2.1. Na Compra e Venda

São dois os requisitos essenciais à sucessão trabalhista:

a) que a unidade econômica, jurídica, passe de um para outro titular, ficando este com a organização produtiva;

b) não haja solução de continuidade na prestação dos serviços.

A sucessão não restringe os direitos do empregado. O novo proprietário passa a ser responsável por todas as obrigações decorrentes do contrato de trabalho, anteriormente firmado. Dessa forma, o comprador de um sítio ou de uma fazenda será o responsável por todos os direitos trabalhistas dos trabalhadores que continuarem trabalhando para ele.
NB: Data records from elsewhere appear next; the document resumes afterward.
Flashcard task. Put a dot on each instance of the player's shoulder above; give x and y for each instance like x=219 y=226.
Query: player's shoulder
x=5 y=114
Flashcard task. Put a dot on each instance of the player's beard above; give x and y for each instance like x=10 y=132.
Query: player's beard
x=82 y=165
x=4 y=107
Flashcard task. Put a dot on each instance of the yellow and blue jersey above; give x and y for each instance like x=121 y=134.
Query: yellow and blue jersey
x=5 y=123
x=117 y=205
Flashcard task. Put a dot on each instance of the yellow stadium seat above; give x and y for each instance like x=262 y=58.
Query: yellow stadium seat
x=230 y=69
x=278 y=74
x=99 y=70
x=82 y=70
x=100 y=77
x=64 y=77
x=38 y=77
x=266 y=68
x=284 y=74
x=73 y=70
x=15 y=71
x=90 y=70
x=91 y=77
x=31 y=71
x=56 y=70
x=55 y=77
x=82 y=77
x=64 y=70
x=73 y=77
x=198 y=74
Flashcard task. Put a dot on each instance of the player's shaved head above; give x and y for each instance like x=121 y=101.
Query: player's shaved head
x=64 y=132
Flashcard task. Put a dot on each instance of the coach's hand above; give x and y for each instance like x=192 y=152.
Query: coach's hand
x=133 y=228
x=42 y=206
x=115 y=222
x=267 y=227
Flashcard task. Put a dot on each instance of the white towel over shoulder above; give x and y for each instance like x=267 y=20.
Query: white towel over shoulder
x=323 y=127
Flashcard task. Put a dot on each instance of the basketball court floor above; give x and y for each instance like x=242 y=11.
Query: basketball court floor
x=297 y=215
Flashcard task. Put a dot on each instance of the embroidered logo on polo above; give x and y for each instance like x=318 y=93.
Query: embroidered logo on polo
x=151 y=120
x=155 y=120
Sob esse ponto de vista, esposado por renomados juristas como, v.g., Délio Maranhão, não há controvérsia a respeito, porque, nos termos do art. 10 da CLT, "qualquer alteração na estrutura jurídica da empresa não afetará os direitos adquiridos por seus empregados". O art. 448 da CLT, também dispõe que "a mudança na propriedade ou na estrutura jurídica da empresa não afetará os contratos de trabalho dos respectivos empregados".

Tenha-se presente que à luz do disposto no art. 2º da CLT, empregador é a empresa, visando com isso a despersonalização da figura do empregador pessoa física.

2.2. Cautelas na Compra de uma Propriedade Rural

De início é preciso assinalar que, via de regra, quem responde pelas obrigações trabalhistas decorrentes das prestações de serviços na propriedade rural é o sucessor, ainda que tenha constado no Contrato de Promessa de Compra e Venda ou na escritura que a propriedade está sendo vendida livre e desembaraçada de quaisquer ônus.

Para que o novo proprietário não corra nenhum risco, ele deve comprar o imóvel inteiramente desocupado, sem nenhum trabalhador, exigindo também que o antecessor formalize corretamente todas as rescisões com os empregados, pagando-lhes todos os direitos.

2.3. Sucessão no Arrendamento

Havendo continuidade na prestação dos serviços, opera-se a sucessão trabalhista e o arrendatário passa a ser o sucessor, por força do disposto no art. 448 da CLT.

Há também a sucessão provisória, como por exemplo no contrato de arrendamento. Extinto o arrendamento, a responsabilidade retorna ao dono do imóvel.

2.4. Sucessão na Parceria

Na parceria, se o parceiro contratar empregados para ajudá-lo, tornar-se-á o único empregador. A responsabilidade é toda sua, uma vez que ele assume o empreendimento produtivo.

2.5. Sucessão no Usufruto

Quando o usufrutuário assume o usufruto e há empregados sob o comando do proprietário, ele passa a ser o responsável pelos direitos dos empregados.